Ange Postecoglou was the mastermind behind Spurs' Europa League triumph last season – a fact that was almost certainly a key factor in his appointment at Forest.

However, the Australian’s tenure has not got off to the best of starts – Forest are winless in his first three games – but Postecoglou showed with Spurs last season that domestic unrest need not inhibit European aspirations.

His new club have a fine pedigree as double European Cup winners in 1978/79 and 1979/80, but they are about to play in Europe for the first time since 1996. Forest only returned to the Premier League four seasons ago after 23 years out of the top flight.

Their opening Europa League opponents are Real Betis, who reached their first ever European final in May, losing 4-1 to Chelsea in the Conference League showpiece.

Manuel Pellegrini's side are looking to build on a sixth-place finish in La Liga last season and have lost just once in six league games so far this campaign, despite having to make do without the inspirational figure of captain Isco, who fractured his leg in a pre-season friendly.

The hosts’ main threat is likely to come from Colombian striker Cucho Hernandez – once of Watford – and former Man Utd winger Antony, who left Old Trafford on a permanent basis at the start of this month.

Aston Villa v Bologna
Thursday 25 September, 20:00 BST

So far this season, Villa have looked a shadow of the side that excelled in 2024/25, when giving eventual winners Paris Saint-Germain a fright in the Champions League quarter-finals and only narrowly failing to qualify for that competition again on the final day of the Premier League season.

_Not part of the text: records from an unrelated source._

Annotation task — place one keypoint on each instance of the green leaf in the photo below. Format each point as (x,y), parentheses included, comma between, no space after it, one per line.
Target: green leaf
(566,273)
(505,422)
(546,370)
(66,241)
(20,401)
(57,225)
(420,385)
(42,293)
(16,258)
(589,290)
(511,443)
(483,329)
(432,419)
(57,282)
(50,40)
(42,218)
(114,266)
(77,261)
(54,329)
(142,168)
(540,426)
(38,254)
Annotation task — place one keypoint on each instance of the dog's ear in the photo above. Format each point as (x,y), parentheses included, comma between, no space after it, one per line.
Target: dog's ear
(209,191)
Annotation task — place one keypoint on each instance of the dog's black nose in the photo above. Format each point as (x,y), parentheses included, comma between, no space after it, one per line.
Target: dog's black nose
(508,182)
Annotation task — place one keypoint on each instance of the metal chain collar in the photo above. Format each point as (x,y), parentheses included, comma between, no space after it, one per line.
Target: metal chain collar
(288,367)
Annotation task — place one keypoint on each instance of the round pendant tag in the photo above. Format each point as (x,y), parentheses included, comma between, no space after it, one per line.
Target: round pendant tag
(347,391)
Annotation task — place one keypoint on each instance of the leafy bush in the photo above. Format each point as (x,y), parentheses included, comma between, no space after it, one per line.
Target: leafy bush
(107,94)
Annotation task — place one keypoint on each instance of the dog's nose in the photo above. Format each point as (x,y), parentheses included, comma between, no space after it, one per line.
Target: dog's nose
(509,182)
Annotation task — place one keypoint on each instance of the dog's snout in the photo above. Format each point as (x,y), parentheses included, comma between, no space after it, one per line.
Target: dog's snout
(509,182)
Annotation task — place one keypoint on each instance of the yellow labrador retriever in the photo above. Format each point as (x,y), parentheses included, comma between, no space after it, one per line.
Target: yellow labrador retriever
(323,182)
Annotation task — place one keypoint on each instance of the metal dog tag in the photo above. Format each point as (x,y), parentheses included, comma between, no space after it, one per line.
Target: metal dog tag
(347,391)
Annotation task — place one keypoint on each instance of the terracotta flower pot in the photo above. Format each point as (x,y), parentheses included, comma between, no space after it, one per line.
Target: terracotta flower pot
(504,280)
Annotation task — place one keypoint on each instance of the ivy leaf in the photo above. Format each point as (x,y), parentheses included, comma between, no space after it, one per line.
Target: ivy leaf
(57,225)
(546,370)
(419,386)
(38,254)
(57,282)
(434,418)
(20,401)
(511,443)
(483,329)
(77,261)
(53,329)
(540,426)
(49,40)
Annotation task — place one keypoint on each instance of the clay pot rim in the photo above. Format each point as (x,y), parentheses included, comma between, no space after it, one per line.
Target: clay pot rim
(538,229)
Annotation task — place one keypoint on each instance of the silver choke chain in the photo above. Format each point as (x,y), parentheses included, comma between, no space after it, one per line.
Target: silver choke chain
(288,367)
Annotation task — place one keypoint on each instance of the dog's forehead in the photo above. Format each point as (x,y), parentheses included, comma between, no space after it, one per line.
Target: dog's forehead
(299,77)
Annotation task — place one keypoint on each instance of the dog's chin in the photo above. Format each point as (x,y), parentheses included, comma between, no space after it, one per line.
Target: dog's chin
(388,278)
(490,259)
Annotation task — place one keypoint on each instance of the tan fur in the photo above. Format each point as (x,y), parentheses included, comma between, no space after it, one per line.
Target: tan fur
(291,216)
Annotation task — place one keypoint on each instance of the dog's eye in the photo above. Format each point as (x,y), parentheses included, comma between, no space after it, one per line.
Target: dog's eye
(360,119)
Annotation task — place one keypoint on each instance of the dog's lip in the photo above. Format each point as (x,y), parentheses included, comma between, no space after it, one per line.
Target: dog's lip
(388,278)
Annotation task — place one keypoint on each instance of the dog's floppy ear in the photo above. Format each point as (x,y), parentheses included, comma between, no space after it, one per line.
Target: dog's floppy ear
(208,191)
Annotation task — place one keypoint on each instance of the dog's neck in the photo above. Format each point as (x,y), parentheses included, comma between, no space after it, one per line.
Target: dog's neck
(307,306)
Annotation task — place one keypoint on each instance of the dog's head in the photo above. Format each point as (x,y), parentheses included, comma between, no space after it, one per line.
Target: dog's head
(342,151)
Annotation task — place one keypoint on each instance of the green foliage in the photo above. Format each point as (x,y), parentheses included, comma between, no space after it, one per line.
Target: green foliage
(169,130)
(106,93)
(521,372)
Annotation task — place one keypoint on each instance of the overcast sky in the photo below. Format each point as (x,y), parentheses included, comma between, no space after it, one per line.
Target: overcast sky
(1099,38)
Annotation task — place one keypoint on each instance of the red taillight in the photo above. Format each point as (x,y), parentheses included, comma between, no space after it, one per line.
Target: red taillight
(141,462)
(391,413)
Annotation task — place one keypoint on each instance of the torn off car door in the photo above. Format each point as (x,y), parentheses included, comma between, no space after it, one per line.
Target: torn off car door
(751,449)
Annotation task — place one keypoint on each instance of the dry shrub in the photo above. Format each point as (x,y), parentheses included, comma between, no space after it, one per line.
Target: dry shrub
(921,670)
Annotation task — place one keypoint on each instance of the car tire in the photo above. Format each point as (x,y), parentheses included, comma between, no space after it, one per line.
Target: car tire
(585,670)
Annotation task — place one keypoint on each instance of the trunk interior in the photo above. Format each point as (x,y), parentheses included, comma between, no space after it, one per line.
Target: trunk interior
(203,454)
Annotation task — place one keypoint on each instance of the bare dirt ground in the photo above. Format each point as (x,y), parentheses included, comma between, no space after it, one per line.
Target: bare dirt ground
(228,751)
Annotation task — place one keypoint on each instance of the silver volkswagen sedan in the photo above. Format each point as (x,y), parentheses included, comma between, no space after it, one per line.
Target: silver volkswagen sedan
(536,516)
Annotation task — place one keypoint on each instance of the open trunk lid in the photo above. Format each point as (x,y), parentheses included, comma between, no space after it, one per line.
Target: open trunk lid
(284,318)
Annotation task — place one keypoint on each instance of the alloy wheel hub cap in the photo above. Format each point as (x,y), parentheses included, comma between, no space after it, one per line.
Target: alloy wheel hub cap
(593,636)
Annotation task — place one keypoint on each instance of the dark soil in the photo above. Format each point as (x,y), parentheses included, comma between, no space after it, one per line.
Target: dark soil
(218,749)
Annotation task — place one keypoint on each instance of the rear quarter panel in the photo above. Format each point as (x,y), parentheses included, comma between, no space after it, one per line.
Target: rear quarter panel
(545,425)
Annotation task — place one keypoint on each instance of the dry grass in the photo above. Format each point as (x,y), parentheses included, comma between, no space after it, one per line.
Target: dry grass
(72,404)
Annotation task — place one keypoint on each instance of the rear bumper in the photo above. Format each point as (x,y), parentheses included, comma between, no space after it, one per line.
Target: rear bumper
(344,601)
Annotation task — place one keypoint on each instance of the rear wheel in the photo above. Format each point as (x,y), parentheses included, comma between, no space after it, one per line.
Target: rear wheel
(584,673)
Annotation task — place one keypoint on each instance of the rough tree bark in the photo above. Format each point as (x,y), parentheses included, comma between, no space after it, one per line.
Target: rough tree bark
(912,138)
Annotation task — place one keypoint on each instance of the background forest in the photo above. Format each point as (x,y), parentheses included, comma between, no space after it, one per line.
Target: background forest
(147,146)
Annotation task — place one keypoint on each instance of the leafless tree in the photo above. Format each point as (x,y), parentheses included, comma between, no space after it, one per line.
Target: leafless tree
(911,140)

Having gone four Premier League games without even scoring prior to last weekend, they finally found the net against Sunderland but could only draw 1-1, leaving them as one of just two top-flight clubs without a win this term.

Nonetheless, given Villa's performances last season, and the quality of their squad, they enter the Europa League as many people’s favourites to win a first piece of European silverware since lifting the European Cup in 1981/82.

Doing so would give Unai Emery – already the most successful manager in Europa League/UEFA Cup history – a fifth success in the competition, having already won it three times with Sevilla and once with Villarreal.

The Villans begin their Europa League campaign by welcoming Bologna to Villa Park for the second time in as many seasons, after beating the Italian side 2-0 in the league phase of the Champions League last October.

Bologna only finished ninth in Serie A last season, but Vincenzo Italiano's side won the Coppa Italia to claim the club's first major trophy since 1973/74.

Riccardo Orsolini, their leading goalscorer in that campaign, has continued his scoring touch in a mixed start to the season. The Italian winger has scored in two wins, but Bologna have lost their other two Serie A games.

Bologna have never beaten an English team in four UEFA competition matches.